軽量なろうリーダー

作品タイトル不明

第148話 転入生

4月になりアレン達は2年生になった。今日から新学年だ。

去年の4月、学園の2年生や3年生の上級生を校舎で見ないなと思っていたが、それは当たり前だった。2年生と3年生は校舎が違うし、降りる魔導列車の駅も1つずつ先だったりする。

1年生の課題をクリアした2600人強の生徒が2年生として新たな校舎で学ぶ。

アレン達も新たな校舎の同じ番号の教室に入る。

既に教室にいる春休み前にもよく見た生徒達。2年生になっても、クラス替えのような、生徒たちのシャッフルはしない。同じ番号の教室、同じ生徒達がそのまま卒業し、そしてそのまま戦場に行く。

「おはよう、アレン。誰が来るんだろうね?」

「ああ、おはよ。そして、おひさ、リフォル。どうだろうね」

いつもの席位置に座ろうとすると、1年生の時と同様に前の席に座るリフォルから声が掛かる。

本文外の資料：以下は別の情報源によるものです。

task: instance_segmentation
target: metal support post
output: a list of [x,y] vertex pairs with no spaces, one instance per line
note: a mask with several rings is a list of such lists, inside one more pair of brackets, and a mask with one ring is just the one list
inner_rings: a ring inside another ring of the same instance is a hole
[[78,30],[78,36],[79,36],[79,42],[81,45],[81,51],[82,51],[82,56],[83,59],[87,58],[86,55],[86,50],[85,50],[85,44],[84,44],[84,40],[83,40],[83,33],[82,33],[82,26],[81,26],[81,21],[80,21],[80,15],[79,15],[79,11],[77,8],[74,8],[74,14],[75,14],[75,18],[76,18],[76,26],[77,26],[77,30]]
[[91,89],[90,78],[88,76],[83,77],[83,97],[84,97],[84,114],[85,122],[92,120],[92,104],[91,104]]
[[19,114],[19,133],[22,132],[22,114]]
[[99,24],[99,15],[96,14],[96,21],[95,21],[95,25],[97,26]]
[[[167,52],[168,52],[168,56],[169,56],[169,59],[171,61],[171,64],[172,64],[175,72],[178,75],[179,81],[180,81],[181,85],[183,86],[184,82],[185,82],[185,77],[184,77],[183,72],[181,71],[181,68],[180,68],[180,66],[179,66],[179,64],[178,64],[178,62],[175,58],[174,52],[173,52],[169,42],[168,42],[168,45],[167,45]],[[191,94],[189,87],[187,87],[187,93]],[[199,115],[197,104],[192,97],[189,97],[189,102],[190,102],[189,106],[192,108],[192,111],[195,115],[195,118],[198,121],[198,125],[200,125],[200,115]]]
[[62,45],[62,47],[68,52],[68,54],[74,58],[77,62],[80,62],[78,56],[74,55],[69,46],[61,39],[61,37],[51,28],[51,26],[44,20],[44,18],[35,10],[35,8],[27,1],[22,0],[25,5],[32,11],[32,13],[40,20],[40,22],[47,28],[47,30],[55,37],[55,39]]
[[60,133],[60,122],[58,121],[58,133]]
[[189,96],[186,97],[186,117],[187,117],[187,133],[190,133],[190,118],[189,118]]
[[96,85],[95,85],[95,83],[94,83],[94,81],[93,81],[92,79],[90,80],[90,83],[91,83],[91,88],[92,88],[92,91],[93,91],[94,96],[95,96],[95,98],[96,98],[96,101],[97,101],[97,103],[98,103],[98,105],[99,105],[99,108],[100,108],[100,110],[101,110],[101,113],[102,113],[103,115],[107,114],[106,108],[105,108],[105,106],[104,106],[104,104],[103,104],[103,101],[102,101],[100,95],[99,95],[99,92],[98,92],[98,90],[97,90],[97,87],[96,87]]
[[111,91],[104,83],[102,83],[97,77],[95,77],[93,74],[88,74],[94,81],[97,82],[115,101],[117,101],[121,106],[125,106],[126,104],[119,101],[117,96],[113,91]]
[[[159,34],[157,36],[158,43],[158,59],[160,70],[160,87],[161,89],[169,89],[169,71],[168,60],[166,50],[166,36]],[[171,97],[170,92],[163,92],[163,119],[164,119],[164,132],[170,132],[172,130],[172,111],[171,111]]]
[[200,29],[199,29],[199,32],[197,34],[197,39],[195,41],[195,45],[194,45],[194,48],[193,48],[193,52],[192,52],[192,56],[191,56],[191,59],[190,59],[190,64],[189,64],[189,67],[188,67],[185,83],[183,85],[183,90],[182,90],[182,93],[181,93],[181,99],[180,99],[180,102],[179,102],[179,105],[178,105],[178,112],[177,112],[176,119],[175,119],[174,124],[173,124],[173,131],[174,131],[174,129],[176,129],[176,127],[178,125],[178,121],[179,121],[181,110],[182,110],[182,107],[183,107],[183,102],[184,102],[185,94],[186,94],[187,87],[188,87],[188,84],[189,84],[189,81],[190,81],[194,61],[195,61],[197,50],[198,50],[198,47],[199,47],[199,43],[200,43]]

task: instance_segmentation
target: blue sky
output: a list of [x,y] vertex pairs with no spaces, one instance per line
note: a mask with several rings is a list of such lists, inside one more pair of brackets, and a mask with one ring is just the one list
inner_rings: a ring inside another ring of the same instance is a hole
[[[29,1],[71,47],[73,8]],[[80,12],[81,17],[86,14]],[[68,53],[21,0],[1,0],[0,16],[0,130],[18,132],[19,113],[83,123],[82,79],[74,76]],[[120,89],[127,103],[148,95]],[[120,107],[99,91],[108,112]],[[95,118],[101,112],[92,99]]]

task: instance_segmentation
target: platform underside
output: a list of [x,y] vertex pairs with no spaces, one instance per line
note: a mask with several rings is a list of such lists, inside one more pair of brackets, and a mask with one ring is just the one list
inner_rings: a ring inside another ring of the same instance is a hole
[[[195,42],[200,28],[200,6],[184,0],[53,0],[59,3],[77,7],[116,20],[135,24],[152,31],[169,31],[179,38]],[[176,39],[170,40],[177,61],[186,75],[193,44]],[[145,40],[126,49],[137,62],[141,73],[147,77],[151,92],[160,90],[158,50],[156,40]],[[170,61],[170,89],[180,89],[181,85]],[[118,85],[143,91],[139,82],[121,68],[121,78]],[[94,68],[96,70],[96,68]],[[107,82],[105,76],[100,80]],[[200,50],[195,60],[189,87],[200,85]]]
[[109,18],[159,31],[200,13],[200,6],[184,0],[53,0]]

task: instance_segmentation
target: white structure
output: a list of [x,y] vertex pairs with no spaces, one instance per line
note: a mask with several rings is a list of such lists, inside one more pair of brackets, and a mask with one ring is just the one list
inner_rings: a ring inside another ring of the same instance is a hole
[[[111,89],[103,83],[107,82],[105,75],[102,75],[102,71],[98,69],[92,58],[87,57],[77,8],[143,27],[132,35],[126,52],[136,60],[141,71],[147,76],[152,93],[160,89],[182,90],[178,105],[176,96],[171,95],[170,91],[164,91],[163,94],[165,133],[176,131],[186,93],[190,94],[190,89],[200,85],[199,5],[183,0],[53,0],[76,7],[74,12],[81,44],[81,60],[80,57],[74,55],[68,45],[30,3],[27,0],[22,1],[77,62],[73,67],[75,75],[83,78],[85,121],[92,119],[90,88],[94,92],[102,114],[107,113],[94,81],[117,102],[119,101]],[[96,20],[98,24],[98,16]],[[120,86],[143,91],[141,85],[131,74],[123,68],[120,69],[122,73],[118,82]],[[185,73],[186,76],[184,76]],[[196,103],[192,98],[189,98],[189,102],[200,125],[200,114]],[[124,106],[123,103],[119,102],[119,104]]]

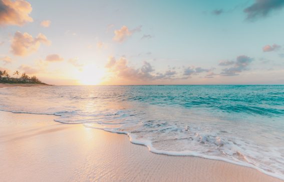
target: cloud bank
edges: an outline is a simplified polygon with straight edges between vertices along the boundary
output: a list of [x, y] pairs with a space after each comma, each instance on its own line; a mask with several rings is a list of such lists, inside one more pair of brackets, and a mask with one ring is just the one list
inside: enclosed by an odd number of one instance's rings
[[130, 31], [127, 27], [123, 26], [120, 29], [114, 31], [114, 37], [113, 40], [117, 42], [123, 42], [125, 41], [128, 37], [130, 37], [134, 33], [141, 32], [141, 28], [142, 26], [140, 26]]
[[254, 21], [266, 17], [271, 12], [281, 10], [284, 7], [283, 0], [255, 0], [254, 4], [243, 10], [246, 20]]
[[262, 51], [263, 52], [271, 52], [278, 50], [280, 48], [281, 48], [281, 46], [275, 44], [272, 45], [272, 46], [267, 45], [262, 48]]
[[2, 59], [2, 61], [4, 62], [4, 65], [10, 64], [12, 62], [12, 59], [10, 56], [5, 56]]
[[51, 21], [50, 20], [44, 20], [41, 23], [41, 26], [43, 27], [49, 27], [51, 24]]
[[113, 57], [110, 57], [105, 67], [109, 72], [114, 74], [116, 78], [132, 81], [186, 79], [193, 74], [210, 72], [209, 69], [200, 67], [188, 67], [184, 69], [183, 73], [179, 73], [175, 70], [174, 68], [169, 69], [164, 73], [156, 72], [153, 66], [148, 62], [144, 61], [140, 68], [136, 69], [129, 66], [127, 60], [123, 57], [117, 60]]
[[11, 44], [11, 52], [16, 56], [25, 56], [36, 52], [41, 43], [50, 45], [51, 42], [43, 34], [40, 33], [36, 38], [27, 33], [24, 34], [17, 31], [14, 35]]
[[29, 16], [32, 10], [31, 4], [25, 0], [0, 0], [0, 25], [22, 26], [32, 22]]
[[[222, 72], [221, 73], [221, 75], [238, 75], [240, 72], [248, 69], [247, 67], [248, 65], [252, 61], [252, 58], [249, 58], [246, 56], [238, 56], [236, 61], [233, 62], [233, 66], [230, 68], [227, 68], [222, 70]], [[229, 65], [230, 65], [230, 64]]]
[[46, 58], [46, 61], [49, 62], [58, 62], [62, 61], [63, 60], [64, 60], [64, 58], [61, 58], [59, 55], [55, 54], [47, 55]]

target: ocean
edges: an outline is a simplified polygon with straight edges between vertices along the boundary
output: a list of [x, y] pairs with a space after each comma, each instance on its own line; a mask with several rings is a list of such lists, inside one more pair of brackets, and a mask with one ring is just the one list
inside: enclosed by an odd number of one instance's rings
[[284, 179], [284, 85], [0, 88], [0, 110], [127, 134], [153, 152], [220, 160]]

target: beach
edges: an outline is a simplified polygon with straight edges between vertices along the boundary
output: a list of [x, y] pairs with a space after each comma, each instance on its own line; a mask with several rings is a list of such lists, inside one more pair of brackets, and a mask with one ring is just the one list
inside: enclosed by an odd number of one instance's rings
[[221, 161], [153, 153], [126, 135], [57, 117], [0, 111], [0, 181], [281, 181]]

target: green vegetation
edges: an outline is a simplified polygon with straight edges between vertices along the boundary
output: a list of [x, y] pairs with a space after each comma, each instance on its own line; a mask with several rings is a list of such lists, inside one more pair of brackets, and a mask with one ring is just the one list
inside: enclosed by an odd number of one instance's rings
[[21, 77], [18, 78], [20, 74], [20, 72], [16, 70], [13, 75], [17, 75], [17, 78], [13, 78], [10, 76], [10, 75], [6, 70], [3, 71], [0, 70], [0, 83], [32, 83], [32, 84], [45, 84], [45, 83], [42, 82], [38, 78], [35, 76], [33, 76], [30, 77], [25, 73], [22, 74]]

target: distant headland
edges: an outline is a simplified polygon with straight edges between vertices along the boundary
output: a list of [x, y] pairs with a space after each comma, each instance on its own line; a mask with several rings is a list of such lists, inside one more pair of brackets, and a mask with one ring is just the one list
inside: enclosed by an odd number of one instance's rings
[[[12, 77], [6, 70], [0, 70], [0, 83], [4, 84], [41, 84], [49, 85], [46, 83], [42, 82], [36, 76], [30, 77], [25, 73], [20, 75], [20, 71], [16, 70], [13, 75], [15, 77]], [[18, 78], [19, 77], [19, 78]]]

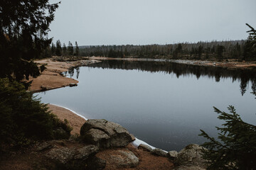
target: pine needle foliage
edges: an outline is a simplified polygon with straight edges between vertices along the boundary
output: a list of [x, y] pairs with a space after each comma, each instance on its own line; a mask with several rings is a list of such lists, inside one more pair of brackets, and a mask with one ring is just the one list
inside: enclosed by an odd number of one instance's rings
[[[60, 130], [69, 137], [71, 128], [26, 91], [23, 84], [0, 79], [0, 146], [29, 144], [30, 141], [58, 139]], [[1, 148], [0, 148], [1, 149]], [[1, 150], [1, 149], [0, 149]]]
[[208, 149], [203, 155], [208, 169], [256, 169], [256, 126], [242, 121], [232, 106], [228, 108], [230, 113], [213, 108], [225, 123], [216, 127], [220, 132], [218, 140], [201, 130], [199, 135], [208, 140], [202, 144]]

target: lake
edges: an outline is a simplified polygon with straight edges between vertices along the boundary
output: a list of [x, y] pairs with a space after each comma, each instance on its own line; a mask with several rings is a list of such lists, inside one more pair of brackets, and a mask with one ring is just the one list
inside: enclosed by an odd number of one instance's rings
[[206, 140], [200, 129], [216, 137], [213, 106], [234, 106], [255, 124], [256, 72], [165, 62], [109, 60], [70, 69], [78, 86], [37, 94], [43, 103], [67, 107], [92, 119], [125, 127], [136, 137], [166, 151]]

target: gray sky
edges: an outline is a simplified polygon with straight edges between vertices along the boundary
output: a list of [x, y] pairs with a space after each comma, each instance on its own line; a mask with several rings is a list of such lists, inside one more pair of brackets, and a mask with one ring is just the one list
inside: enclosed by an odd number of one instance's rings
[[63, 0], [49, 38], [79, 45], [246, 39], [255, 7], [255, 0]]

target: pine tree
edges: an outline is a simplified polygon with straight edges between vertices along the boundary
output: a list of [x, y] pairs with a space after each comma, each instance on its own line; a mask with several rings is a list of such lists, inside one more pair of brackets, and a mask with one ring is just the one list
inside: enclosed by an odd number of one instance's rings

アレンはそう答えながら、教室を見渡す。教室にある席は30個だが、生徒は27人だ。

夏休みの課題をクリアできず進学できなかった生徒は3人だった。新しい教室にはその3人分の席がある。

(転入生は3人かな)

何でも今日転入生が数名やってくるらしい。情報通のリフォルが春休みになる前に教えてくれた。

その転入生を迎えるのも理由があったりする。

2年の夏休み明けには、とうとう魔王史についての授業がある。なぜ2年生の夏休み明けなのか。

その理由は、卒業できない脱落者が一番多いのは2年生の夏休みだからだ。無用に魔王についての情報を伝える必要はない。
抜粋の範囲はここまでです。